Viral rashes mimicking drug reaction with eosinophilia and systemic symptoms syndrome in children after β-lactams intake: a diagnostic challenge.

机构信息

Pediatric Emergency Unit, S.Orsola University Hospital, Scientific Institute for Research and Healthcare (IRCCS) Azienda Ospedaliero-Universitaria di Bologna, via Massarenti 9, 40138, Bologna, Italy.

Allergy Unit, Meyer Children's University Hospital, Florence, Italy.

出版信息

Eur J Pediatr. 2021 Jul;180(7):2327-2332. doi: 10.1007/s00431-021-04010-5. Epub 2021 Mar 9.

DOI:10.1007/s00431-021-04010-5
PMID:33686529
Abstract

In cases of skin eruptions over the course of antibiotic therapy and concomitant viral infection, differential diagnosis is often challenging. Confirming or ruling out drug hypersensitivity is not always a clear-cut question. Drug reaction with eosinophilia and systemic symptoms (DRESS) cases, for example, is classified as severe cutaneous adverse reactions due to drugs, but frequently the clinical manifestations do not completely fit into the diagnosis of DRESS. The aim of the present paper is to highlight similarities and differences among DRESS syndrome and DRESS-like rashes during viral infections and amoxicillin intake in children, in order to highlight those aspects that can help clinicians in early detection.
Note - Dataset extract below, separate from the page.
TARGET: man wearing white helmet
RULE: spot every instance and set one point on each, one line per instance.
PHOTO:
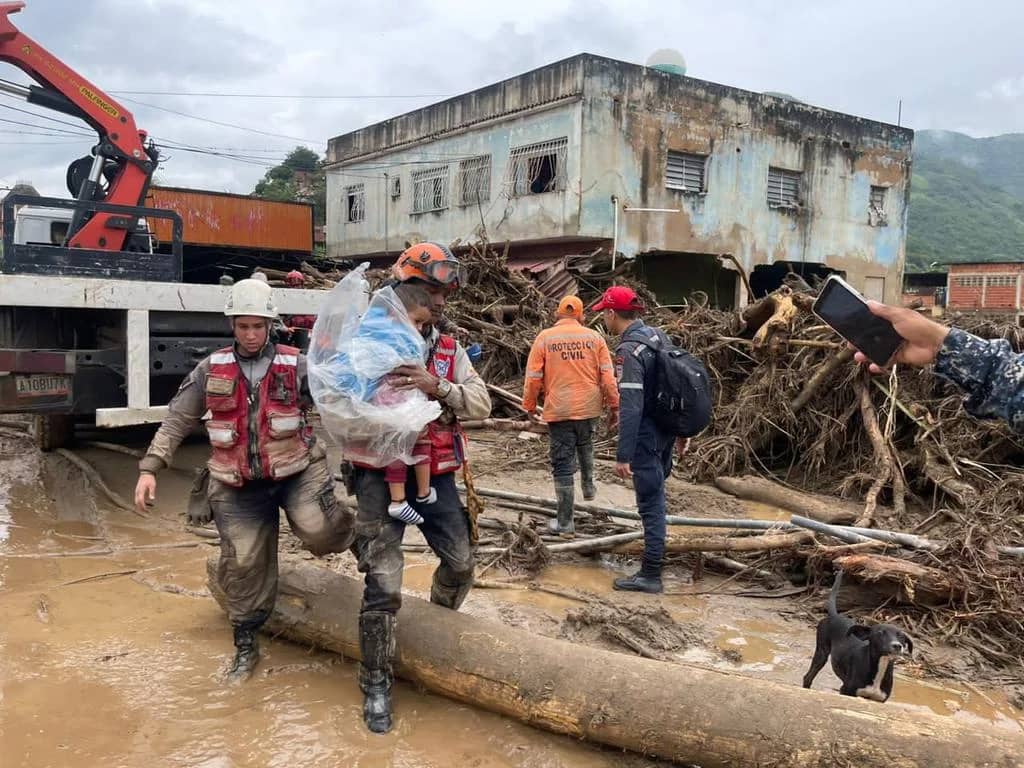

We describe the dermatological, clinical, and laboratory characteristics of five patients hospitalized for DRESS-like skin rashes appearing roughly 1 week since the start of an amoxicillina course for upper respiratory tract infection (URTI) symptoms. The data are compared with those of 3 patients with early-onset DRESS syndrome. The absence of eosinophilia might be an initial marker to help identifying DRESS-like rashes; a quick clinical improvement and the confirmation of a viral infection able to explain the symptoms can help to finally rule out DRESS syndrome. Conclusion: A rapid, correct diagnosis of such DRESS-like rashes during viral infections allows more appropriate management and avoids unnecessary, life-long exclusion of useful and effective antibiotics because of a falsely "amoxicillin-allergy" labelling. What is Known: • Viral infections are common causes of skin rashes in children during antibiotic intake and may require differential diagnosis with drug reactions. • Early-onset DRESS syndrome is usually induced by antibiotics and appears ≤15 days after drug intake. What is New: • Prominent midface edema, maculopapular rash, and mild-to-moderate systemic symptoms may appear in children during viral illnesses treated with amoxicillin few days after drug intake, and may require differential diagnosis with early-onset DRESS. • In such cases, absence of eosinophilia, low (2-3) RegiSCAR score, confirmation of viral etiology, and a rapid resolution of the rash (2-5 days) might help to rule out DRESS; conversely, at an early stage, the presence of eosinophilia should suggest a diagnosis of DRESS.

摘要

在抗生素治疗过程中出现皮肤疹和同时发生病毒感染的情况下,鉴别诊断通常具有挑战性。确认或排除药物过敏并不总是一个明确的问题。例如,药物反应伴嗜酸性粒细胞增多和全身症状 (DRESS) 病例被归类为药物引起的严重皮肤不良反应,但临床表现并不总是完全符合 DRESS 的诊断。本文的目的是强调儿童在病毒感染和服用阿莫西林期间 DRESS 综合征和 DRESS 样皮疹之间的相似和不同之处,以便突出有助于临床医生早期发现的方面。我们描述了 5 名因上呼吸道感染 (URTI) 症状而开始服用阿莫西林约 1 周后出现 DRESS 样皮疹而住院的患者的皮肤科、临床和实验室特征。将这些数据与 3 名早期发病的 DRESS 综合征患者的数据进行比较。嗜酸性粒细胞减少可能是识别 DRESS 样皮疹的初始标志物;快速临床改善和确认能够解释症状的病毒感染有助于最终排除 DRESS 综合征。结论:在病毒感染期间迅速、正确地诊断出这种 DRESS 样皮疹可以进行更恰当的管理,并避免因错误地“阿莫西林过敏”标签而长期排除有用和有效的抗生素。已知:• 病毒感染是儿童在服用抗生素期间出现皮疹的常见原因,需要与药物反应进行鉴别诊断。• 早期发病的 DRESS 综合征通常由抗生素引起,并且在药物摄入后≤15 天出现。新内容:• 在病毒感染期间,接受阿莫西林治疗的儿童可能会出现明显的中面部水肿、斑丘疹和轻度至中度全身症状,这可能需要与早期发病的 DRESS 进行鉴别诊断。• 在这种情况下,嗜酸性粒细胞减少、低(2-3)RegiSCAR 评分、确认病毒病因以及皮疹迅速消退(2-5 天)可能有助于排除 DRESS;相反,在早期阶段,嗜酸性粒细胞增多应提示 DRESS 的诊断。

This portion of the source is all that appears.